E-Prime doesn’t make a model think differently. It makes a model think less efficiently about thinking differently. The data are consistent with regularization as a mechanism — disruption of default generation patterns — though this interpretation is post-hoc and would need direct testing to confirm.

What survived

The results don’t invalidate the research program. They redirect it.

Every constrained condition outperformed the unconstrained control. Vocabulary bans improve LLM reasoning — reliably, across models, across task types. That finding is robust. Fourteen of seventy pooled comparisons survived false discovery rate correction, though the differences between treatment conditions (1–3 percentage points) are mostly not statistically distinguishable from each other. The rank ordering is a trend, not a certainty.

Not every model follows the pattern. Sonnet reverses the depth inversion entirely — E-Prime ranks second, the neutral ban ranks last. The paper discusses model-level variation in detail. The pooled result holds, but individual models can diverge.

The elaborated prompt — the “just try harder” control — also improved performance (+4.2 points over control), but the neutral ban beat it by another 2.5 points. So it’s not just prompt length and it’s not just effort. There’s something specific about vocabulary restriction that goes beyond metacognitive framing.

The practical upshot is striking: the cheapest, simplest constraint — banning a list of filler words — produces the largest improvement. You don’t need a theory of linguistic relativity. You don’t need E-Prime or Korzybski or Jakob von Uexküll. You need twenty banned words and a compliance check. Whether this translates outside the experimental setup — different benchmarks, different prompt formats — remains to be tested.

What I got wrong

The Umwelt Engineering framework — the idea that you can design the linguistic world an AI agent inhabits, shaping its cognition by constraining its available vocabulary — was built on the assumption that the content of the constraint matters.

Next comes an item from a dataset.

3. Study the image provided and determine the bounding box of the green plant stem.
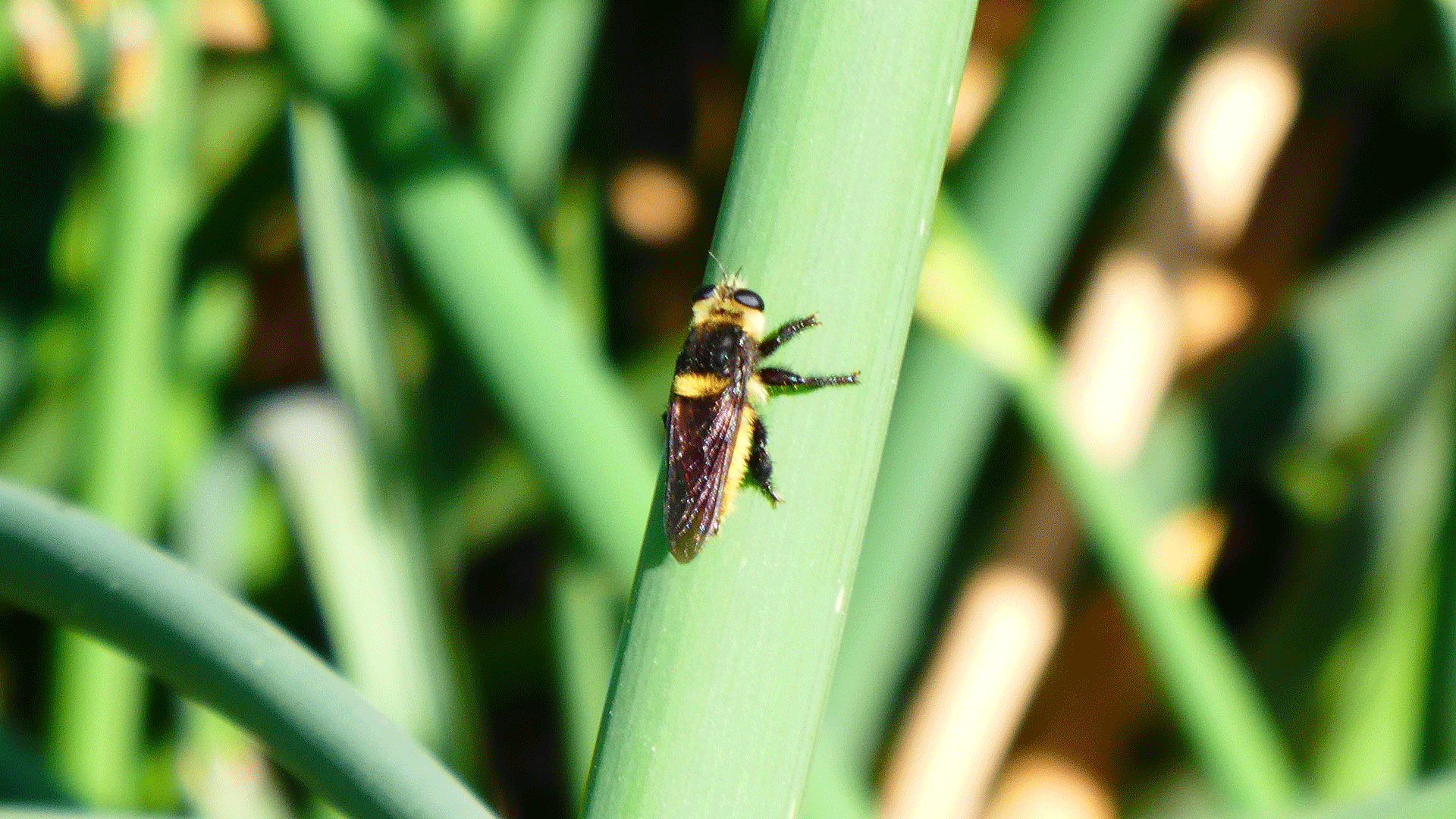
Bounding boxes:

That banning to be forces a specific kind of operational, process-oriented thinking. That banning possessive to have forces relational reasoning. That the constraint’s semantic target determines the cognitive effect.

The data says no. The constraint’s semantic target is largely irrelevant. What matters is the disruption itself — the forcing function that pushes the model off its default distribution. The content of the ban is secondary to the fact of the ban.

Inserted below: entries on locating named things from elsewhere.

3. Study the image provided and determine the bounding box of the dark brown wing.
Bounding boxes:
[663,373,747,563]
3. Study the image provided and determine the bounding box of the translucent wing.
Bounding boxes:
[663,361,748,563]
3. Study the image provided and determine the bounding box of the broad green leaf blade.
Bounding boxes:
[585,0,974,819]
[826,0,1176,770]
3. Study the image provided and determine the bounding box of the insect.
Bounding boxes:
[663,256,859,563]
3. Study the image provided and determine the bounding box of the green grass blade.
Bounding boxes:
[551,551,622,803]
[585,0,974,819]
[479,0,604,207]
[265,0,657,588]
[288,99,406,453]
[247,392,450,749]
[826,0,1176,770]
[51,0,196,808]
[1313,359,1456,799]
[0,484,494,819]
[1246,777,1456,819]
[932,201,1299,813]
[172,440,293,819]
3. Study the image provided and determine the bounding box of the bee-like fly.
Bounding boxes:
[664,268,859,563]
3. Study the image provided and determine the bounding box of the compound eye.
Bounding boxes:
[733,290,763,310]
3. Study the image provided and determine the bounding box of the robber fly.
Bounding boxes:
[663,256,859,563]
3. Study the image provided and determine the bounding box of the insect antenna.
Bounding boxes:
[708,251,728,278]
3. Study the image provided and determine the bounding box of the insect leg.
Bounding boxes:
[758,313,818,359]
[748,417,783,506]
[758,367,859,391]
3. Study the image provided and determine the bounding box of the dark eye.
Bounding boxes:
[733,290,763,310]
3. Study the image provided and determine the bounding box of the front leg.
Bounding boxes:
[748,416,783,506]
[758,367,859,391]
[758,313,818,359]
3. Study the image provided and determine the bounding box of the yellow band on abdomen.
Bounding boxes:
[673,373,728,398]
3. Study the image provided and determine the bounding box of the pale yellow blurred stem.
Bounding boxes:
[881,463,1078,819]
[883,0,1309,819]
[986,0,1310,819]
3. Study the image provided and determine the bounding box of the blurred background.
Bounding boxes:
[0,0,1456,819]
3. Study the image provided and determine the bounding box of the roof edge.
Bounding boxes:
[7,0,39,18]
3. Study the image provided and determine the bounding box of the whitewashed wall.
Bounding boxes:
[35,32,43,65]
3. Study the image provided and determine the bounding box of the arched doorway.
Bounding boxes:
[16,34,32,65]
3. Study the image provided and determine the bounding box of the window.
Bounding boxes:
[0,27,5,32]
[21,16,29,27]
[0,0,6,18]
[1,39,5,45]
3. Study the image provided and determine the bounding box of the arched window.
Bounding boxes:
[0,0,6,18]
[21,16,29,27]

This doesn’t make the Umwelt framework useless. It makes it a design lens rather than a causal theory. It’s still a useful way to think about what you’re doing when you constrain an agent’s language. But the mechanism it posited — deep linguistic restructuring of cognition — isn’t what the data support. The frame survives as metaphor. The causal claim doesn’t.

Why publish the disconfirmation

There’s a version of this story where Paper 2 never gets written. Paper 1 has a clean narrative, an interesting result, a novel framework. It stands on its own. The active controls that would challenge it are exactly the ones no reviewer demanded — I designed them myself, because I knew the confounds were open.

The reason to run the experiment anyway is the same reason the experiment was worth designing: you don’t learn anything from a theory you won’t test. The most informative result is the one that surprises you. Paper 1 told me what I expected to hear. Paper 2 told me something I didn’t expect, and the field is better for it.

The finding that trivial vocabulary bans outperform deep linguistic constraints is more useful than the finding that deep constraints work. It’s cheaper to implement, easier to explain, and harder to argue with. It points practitioners toward a technique they can deploy in five minutes — ban filler words from your agent’s system prompt — rather than one that requires a philosophy of language.

Discovery through disconfirmation. You learn the most when you’re wrong.

Written with AI assistance. Paper 1: arXiv:2603.27626. Paper 2: arXiv:2604.02699. Code: github.com/rodspeed/umwelt-engineering.